Ho provato sconcerto e irritazione giovedì 27 dicembre, sentendo dai mass media la notizia del licenziamento di una decina di collaboratori della Ferrovia del Monte Generoso, alcuni dei quali residenti nella regione e da tempo dipendenti della società.
O meglio, ho provato sconcerto e irritazione nell’ascoltare le motivazioni portate dalla responsabile media e marketing (“pubbliche relazioni” è ormai ritenuta denominazione non sufficientemente moderna) Viviana Carfi, secondo cui il personale, utilizzato nel settore della ristorazione e lasciato a casa alla vigilia delle festività natalizie, non aveva le conoscenze linguistiche e culturali per affrontare le richieste di una clientela largamente cosmopolita, quali ad esempio, sic dixit, l’ordinazione di un caffè.
Naturalmente il problema non sta tanto nella supposta inadeguatezza nell’affrontare le comuni mansioni quotidiane legate alla gestione di un servizio di ristorazione (che, per quanto onorevoli e per vari aspetti lodevoli, non domandano certamente l’ottenimento di diplomi di studi superiori).
Il problema ben più grave è dato dal persistere e dal prevalere di una mentalità tipica di una concezione del turismo sottomessa e asservita, che relega in secondo piano le peculiarità indigene, per lasciare il posto a un fragile e mal concepito, e ancor peggio praticato, internazionalismo, a un cosmopolitismo superficiale e apolide, in nome del quale si è pronti a ripudiare la propria identità per maldestramente plasmarsi su quella dell’occasionale ospite di turno.

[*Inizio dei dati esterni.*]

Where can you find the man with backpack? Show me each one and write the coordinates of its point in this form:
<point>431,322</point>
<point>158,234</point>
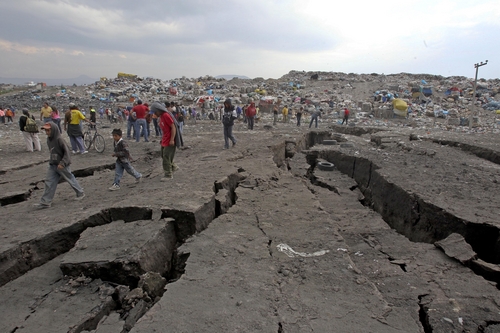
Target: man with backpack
<point>171,137</point>
<point>29,128</point>
<point>228,118</point>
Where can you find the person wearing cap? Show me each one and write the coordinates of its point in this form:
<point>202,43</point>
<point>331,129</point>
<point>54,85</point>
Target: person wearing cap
<point>251,112</point>
<point>30,138</point>
<point>314,117</point>
<point>299,115</point>
<point>72,125</point>
<point>140,114</point>
<point>228,121</point>
<point>284,112</point>
<point>46,113</point>
<point>59,166</point>
<point>169,131</point>
<point>346,116</point>
<point>122,154</point>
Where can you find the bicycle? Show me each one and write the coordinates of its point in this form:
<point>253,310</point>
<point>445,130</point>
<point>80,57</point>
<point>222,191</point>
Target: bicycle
<point>95,139</point>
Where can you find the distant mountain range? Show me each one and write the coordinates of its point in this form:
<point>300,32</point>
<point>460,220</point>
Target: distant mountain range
<point>82,79</point>
<point>229,77</point>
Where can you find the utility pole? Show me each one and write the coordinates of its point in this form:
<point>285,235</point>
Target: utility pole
<point>476,66</point>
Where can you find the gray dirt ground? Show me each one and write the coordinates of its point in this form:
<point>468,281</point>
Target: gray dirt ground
<point>265,240</point>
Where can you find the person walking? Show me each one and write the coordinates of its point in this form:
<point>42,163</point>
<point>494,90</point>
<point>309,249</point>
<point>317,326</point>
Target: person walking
<point>284,112</point>
<point>122,154</point>
<point>46,113</point>
<point>131,124</point>
<point>31,138</point>
<point>314,117</point>
<point>93,114</point>
<point>72,126</point>
<point>56,118</point>
<point>140,122</point>
<point>9,114</point>
<point>299,115</point>
<point>59,166</point>
<point>346,116</point>
<point>251,112</point>
<point>228,118</point>
<point>169,131</point>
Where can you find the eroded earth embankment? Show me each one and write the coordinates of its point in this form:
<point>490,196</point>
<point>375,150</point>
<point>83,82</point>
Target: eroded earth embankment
<point>311,231</point>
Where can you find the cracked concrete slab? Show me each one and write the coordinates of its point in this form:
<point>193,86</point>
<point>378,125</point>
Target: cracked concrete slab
<point>353,270</point>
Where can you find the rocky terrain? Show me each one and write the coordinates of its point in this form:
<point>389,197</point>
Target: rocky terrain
<point>389,224</point>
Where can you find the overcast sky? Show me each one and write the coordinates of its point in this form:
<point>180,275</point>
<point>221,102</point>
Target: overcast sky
<point>258,38</point>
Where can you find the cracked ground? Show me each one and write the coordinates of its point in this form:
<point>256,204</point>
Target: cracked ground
<point>257,238</point>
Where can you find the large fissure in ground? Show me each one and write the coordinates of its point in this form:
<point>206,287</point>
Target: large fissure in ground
<point>409,214</point>
<point>122,275</point>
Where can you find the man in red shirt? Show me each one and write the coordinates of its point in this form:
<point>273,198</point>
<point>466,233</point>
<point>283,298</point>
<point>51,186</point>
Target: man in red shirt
<point>346,116</point>
<point>250,112</point>
<point>167,125</point>
<point>140,114</point>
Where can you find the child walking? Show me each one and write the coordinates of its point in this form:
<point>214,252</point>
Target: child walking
<point>122,160</point>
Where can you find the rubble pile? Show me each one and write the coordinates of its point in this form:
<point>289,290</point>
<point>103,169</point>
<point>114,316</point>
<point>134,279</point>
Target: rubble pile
<point>433,101</point>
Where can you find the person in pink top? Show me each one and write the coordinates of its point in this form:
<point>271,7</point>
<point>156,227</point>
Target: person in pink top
<point>56,118</point>
<point>168,146</point>
<point>140,114</point>
<point>250,113</point>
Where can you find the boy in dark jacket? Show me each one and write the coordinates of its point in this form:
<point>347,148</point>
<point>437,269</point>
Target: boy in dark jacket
<point>59,161</point>
<point>228,120</point>
<point>122,155</point>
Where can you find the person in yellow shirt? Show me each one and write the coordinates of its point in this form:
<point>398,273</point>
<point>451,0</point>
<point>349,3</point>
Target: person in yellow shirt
<point>284,112</point>
<point>46,113</point>
<point>72,120</point>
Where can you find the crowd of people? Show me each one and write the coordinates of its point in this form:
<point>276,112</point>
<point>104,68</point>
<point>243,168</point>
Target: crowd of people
<point>168,121</point>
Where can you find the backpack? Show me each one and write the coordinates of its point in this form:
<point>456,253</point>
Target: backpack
<point>178,135</point>
<point>31,126</point>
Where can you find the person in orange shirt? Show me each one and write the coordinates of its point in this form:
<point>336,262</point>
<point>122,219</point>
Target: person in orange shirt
<point>9,115</point>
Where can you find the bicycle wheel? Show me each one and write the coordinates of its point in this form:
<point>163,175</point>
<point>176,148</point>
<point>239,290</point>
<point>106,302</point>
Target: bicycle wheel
<point>87,140</point>
<point>99,143</point>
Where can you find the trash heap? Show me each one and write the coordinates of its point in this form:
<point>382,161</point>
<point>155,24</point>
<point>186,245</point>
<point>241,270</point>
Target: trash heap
<point>419,100</point>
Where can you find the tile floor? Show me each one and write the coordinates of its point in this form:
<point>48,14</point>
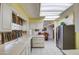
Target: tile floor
<point>49,49</point>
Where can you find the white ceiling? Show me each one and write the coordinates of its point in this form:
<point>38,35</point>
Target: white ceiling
<point>52,11</point>
<point>32,8</point>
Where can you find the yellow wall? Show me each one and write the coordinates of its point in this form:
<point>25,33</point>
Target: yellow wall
<point>35,20</point>
<point>19,9</point>
<point>77,40</point>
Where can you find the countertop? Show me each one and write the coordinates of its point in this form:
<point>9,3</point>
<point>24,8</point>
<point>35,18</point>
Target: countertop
<point>14,47</point>
<point>71,52</point>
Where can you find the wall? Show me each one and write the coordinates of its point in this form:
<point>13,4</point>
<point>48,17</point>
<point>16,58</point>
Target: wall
<point>75,18</point>
<point>35,23</point>
<point>76,14</point>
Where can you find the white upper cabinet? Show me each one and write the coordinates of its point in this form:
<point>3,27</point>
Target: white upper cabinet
<point>0,18</point>
<point>6,17</point>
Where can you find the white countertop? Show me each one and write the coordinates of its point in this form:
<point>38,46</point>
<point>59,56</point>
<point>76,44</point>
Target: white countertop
<point>38,35</point>
<point>14,47</point>
<point>71,52</point>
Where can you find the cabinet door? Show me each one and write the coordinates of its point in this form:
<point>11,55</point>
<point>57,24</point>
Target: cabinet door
<point>6,17</point>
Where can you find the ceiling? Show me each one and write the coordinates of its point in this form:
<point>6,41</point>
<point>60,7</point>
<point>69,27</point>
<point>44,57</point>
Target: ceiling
<point>33,9</point>
<point>52,11</point>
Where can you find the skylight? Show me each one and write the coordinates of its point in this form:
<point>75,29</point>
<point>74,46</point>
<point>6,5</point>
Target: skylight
<point>51,11</point>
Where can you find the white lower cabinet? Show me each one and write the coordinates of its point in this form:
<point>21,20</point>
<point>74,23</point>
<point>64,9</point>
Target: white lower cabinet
<point>23,52</point>
<point>38,42</point>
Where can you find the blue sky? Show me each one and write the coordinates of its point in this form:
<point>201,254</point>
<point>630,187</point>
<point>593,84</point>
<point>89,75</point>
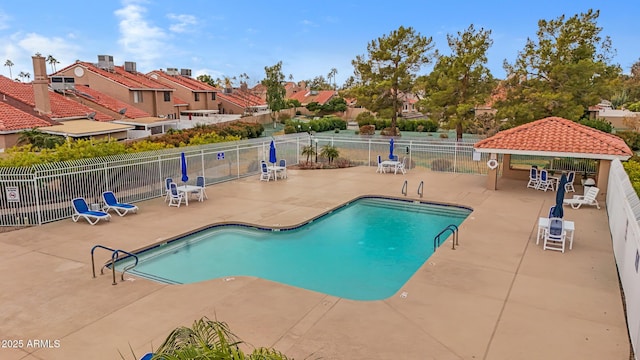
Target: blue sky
<point>229,38</point>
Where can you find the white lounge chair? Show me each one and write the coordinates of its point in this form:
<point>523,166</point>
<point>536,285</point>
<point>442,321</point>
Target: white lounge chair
<point>201,193</point>
<point>265,173</point>
<point>167,189</point>
<point>568,187</point>
<point>589,198</point>
<point>533,178</point>
<point>555,235</point>
<point>81,210</point>
<point>175,197</point>
<point>111,203</point>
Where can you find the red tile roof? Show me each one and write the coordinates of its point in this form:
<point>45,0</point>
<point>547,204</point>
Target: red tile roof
<point>61,107</point>
<point>185,81</point>
<point>555,136</point>
<point>242,98</point>
<point>109,102</point>
<point>12,119</point>
<point>119,75</point>
<point>307,97</point>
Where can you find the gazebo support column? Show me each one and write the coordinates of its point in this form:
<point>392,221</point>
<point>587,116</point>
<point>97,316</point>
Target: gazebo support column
<point>602,182</point>
<point>492,175</point>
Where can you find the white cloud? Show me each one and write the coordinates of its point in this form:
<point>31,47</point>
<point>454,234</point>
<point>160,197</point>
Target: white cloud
<point>4,20</point>
<point>20,47</point>
<point>143,41</point>
<point>182,22</point>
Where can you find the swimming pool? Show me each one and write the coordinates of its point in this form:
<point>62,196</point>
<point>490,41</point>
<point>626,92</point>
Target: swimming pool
<point>364,250</point>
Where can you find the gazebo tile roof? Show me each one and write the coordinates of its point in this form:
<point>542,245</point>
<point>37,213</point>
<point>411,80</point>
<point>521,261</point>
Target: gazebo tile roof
<point>557,135</point>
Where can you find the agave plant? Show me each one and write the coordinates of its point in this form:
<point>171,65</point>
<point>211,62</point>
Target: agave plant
<point>209,340</point>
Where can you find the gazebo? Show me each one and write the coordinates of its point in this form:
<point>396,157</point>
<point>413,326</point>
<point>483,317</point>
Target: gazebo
<point>553,137</point>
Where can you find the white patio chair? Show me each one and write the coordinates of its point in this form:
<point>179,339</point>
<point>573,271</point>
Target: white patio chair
<point>544,183</point>
<point>568,187</point>
<point>380,168</point>
<point>402,167</point>
<point>555,236</point>
<point>589,198</point>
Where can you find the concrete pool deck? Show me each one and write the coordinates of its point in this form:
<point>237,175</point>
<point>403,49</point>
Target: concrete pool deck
<point>497,296</point>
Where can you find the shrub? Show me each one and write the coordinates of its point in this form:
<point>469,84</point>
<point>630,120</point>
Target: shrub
<point>284,117</point>
<point>289,129</point>
<point>365,118</point>
<point>367,130</point>
<point>598,124</point>
<point>441,165</point>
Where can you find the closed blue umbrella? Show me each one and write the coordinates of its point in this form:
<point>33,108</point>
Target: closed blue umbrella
<point>557,210</point>
<point>391,149</point>
<point>183,167</point>
<point>272,153</point>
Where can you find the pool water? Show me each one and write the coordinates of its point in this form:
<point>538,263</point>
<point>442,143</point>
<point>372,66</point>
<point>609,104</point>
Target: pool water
<point>365,250</point>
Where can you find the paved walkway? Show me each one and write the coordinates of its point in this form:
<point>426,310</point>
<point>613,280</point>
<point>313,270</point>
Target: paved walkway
<point>498,296</point>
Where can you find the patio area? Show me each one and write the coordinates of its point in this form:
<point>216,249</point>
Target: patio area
<point>497,296</point>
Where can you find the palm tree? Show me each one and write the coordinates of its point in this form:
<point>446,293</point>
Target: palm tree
<point>330,152</point>
<point>332,74</point>
<point>9,63</point>
<point>208,339</point>
<point>52,61</point>
<point>309,151</point>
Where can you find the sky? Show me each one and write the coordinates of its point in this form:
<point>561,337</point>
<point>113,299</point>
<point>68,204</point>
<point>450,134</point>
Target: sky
<point>230,38</point>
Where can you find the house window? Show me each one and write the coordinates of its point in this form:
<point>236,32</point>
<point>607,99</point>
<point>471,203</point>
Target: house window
<point>137,96</point>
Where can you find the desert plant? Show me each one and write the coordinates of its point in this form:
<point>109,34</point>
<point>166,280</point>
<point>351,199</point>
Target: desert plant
<point>329,152</point>
<point>309,151</point>
<point>208,339</point>
<point>367,130</point>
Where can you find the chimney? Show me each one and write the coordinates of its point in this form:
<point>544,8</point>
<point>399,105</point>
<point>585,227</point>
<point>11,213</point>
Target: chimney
<point>41,85</point>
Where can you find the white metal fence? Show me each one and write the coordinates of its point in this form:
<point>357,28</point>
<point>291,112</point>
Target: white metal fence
<point>43,193</point>
<point>623,207</point>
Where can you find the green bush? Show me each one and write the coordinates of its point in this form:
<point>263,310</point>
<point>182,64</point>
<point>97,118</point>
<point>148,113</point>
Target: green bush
<point>598,124</point>
<point>441,165</point>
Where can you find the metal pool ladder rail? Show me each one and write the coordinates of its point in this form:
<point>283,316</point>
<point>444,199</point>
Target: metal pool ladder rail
<point>454,231</point>
<point>114,258</point>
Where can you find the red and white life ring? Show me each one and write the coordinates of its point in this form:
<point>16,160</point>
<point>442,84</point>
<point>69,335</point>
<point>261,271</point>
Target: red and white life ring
<point>492,164</point>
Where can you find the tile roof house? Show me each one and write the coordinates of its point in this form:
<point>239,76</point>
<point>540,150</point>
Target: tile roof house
<point>309,96</point>
<point>125,84</point>
<point>241,101</point>
<point>37,100</point>
<point>13,121</point>
<point>197,95</point>
<point>554,137</point>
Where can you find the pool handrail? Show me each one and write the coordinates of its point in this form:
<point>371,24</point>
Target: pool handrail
<point>454,231</point>
<point>115,256</point>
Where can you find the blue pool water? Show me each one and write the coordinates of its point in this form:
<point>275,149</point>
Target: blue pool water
<point>365,250</point>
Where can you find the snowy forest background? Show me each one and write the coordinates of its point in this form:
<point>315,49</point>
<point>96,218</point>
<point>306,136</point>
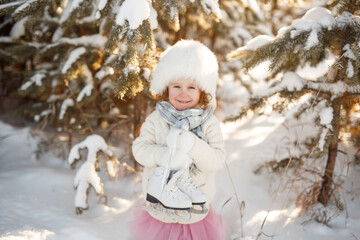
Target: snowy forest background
<point>74,92</point>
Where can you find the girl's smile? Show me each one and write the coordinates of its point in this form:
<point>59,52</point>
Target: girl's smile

Meraviglia poi che questo atteggiamento e queste motivazioni trovino casa presso una società, la Migros, che ha fatto della valorizzazione della cultura e dei saperi locali, e dei suoi prodotti, uno dei suoi riusciti cavalli di battaglia. Società che, tra l’altro, possiede una rinomata scuola in cui in poco tempo potrebbero essere dati i rudimentali strumenti linguistici e culturali necessari per svolgere le normali attività di un settore come quello in questione.
Cosa ci dobbiamo aspettare da questa ristrutturazione? Collaboratori, camerieri e inservienti, nuovi, che parleranno più lingue, discetteranno magari anche di cose colte (vista l’esigenza dichiarata di una cultura più ampia), ma che probabilmente, come insegnano tanti precedenti, poco o nulla sapranno della realtà locale, dei suoi luoghi, della sua gente, dei suoi usi, delle sue vicende.
Temi che, sospetto, siano poco noti anche alla signora Carfi, secondo cui la necessità di una migliore formazione è dovuta al fatto che “un tempo sul Monte Generoso si recavano per lo più persone locali, oggi invece arrivano da tutto il mondo”. Affermazione per lo meno strana, visto che non erano sicuramente i cittadini del Mendrisiotto e del Canton Ticino che in massa potevano permettersi il soggiorno nei lussuosi ambienti dell’Hotel Bellavista o, in seguito, dell’Hotel Suisse Schweizerhof, in vetta. Dove venivano accolti, per il servizio di “Dîner, Logis et Déjeuner Complet” da un buon numero di parenti del proprietario signor Clericetti e da un “nutrito stuolo di ragazze di Scudellate”, come ci rivela il bel libro La scoperta del Monte Generoso, curato dal Museo etnografico della Valle di Muggio, la cui lettura è consigliabile a chi vuole operare nel settore. Come sarebbe auspicabile, ma qui forse è pretendere troppo, la conoscenza del gustoso libricino di Luigi Lavizzari, Il Monte Generoso e i suoi dintorni, dove è riportato l’appello a venire sul Generoso a turisti “dalla lingua di Goethe, di Schiller, … dall’idioma di Corneille, di Fenelon,… dall’accento di Shakespeare, di Milton”.
Un’internazionalità numerosa e varia, per lo più benestante – vi giunse perfino la regina Margherita di Savoia – accolta tutta da gente del posto, sicuramente non dotta e non cognita delle lingue e delle cose del mondo, ma in grado di offrire quell’ospitalità, quel calore umano, quella genuinità, quella veridicità che si cerca e si vorrebbe trovare; al di là delle barriere linguistiche che, semmai, sono effettivamente tali soprattutto nella mente di chi concepisce un’offerta turistica prevalentemente tarata con parametri meramente e superficialmente economici.
Un proverbio africano recita: “il turismo è come il fuoco, può scaldare la tua casa, ma può anche bruciarla per sempre”. Con i presupposti sottesi alle motivazioni che stanno alla base dei licenziamenti effettuati, si può ben temere il peggio. Prepariamo gli idranti!